気動車の疾走する中、おぼろ、が読み上げられる。学生らはいっさい気にせずしゃべり興じている。それで、おぼろにつくんだな、と思った。
停まると彼らは先頭に詰めかけた。運転士も昼とは違って、あとは人を家に帰すだけ、みたいな朗らかな表情をしている。自分の仕事も終わりというのもある。
地元の高校生らと一緒に降りる。五人くらいだ。すでに迎えの車がだだっ広い敷地に入ってきており、たいがい拾われて帰っていく。そんなことより駅にまた驚いていた。貨車一両分なのだが、きめの細かな塗装で、牛のイラストをあしらい、ものすごくかわいらしいく仕上がっている。また土をちょこんと盛ったような乗り場は、短く草生していて、それもまたかわいらしかった。「この感性はどこから来るんだろうか」 北海道の銘菓も、無意識にこういう影響を受けていそうだった。
しかしたちまち私は駅に一人になる。けれど砂原周りの駅のようではなく、少し先に国道が見えたので行ってみるとコンビニがあり、たいそう驚く。ガススタンドもあり、どうも厚岸手前の小さな中継地点になっているようだ。けれどあとただただ、厚岸と釧路の間の無人地帯を延々と道路が結ぶだけなのだろう。

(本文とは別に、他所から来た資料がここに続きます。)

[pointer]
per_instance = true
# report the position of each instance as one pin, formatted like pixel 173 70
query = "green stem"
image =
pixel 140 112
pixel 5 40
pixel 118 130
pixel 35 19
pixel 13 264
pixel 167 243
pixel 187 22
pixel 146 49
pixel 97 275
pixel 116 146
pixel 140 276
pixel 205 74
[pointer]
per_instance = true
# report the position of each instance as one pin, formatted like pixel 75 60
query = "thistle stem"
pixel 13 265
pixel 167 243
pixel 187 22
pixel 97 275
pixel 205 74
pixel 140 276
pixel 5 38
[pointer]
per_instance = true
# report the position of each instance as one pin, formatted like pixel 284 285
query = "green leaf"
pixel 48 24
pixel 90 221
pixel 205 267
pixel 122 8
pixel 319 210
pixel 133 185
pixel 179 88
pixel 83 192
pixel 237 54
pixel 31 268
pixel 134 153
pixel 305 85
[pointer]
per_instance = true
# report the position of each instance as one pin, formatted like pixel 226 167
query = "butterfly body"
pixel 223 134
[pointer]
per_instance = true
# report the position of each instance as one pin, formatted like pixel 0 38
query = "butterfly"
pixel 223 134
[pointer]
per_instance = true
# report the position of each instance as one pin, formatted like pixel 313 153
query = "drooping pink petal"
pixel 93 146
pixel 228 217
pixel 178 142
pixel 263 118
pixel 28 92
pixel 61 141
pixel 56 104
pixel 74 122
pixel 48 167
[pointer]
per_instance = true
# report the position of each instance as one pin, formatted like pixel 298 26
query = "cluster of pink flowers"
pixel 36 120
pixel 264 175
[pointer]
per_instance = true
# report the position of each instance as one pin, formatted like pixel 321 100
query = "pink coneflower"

「そっか。結構都会なんだね」とつぶやきつつ、未舗装の道を駅へと戻る。
しーんと透き通る夕風。おぼろ、という和風な地の名も、小さな白熱灯に照らされて、洋菓子に変えられていくのを想わされる。向うの方の国道はまま車が走り抜けている。が、こっちはまるで古く取り残されたかのようだ。こんなに広い敷地があるのに! 「だけどあれだけ揃っていたら、安心感は全然違うだろうな。駅もコンビニも郵便局もある。」
しかしその敷地をどれだけ歩き回っても、向うの世界と接触することはなかったし、向うもこちらの駅としての思惟にアクセスすることはなかった。自分は鉄道の子なんだ、と思うが、しだいに暗くなり始める空もあいまって、私は自分のしていることに不安を覚え始めた。駅の世界はなぜいつもこんなふうによそを向いているのだろうか、青い砂利を運動靴で踏み鳴らしつつ薄明の空を見送る。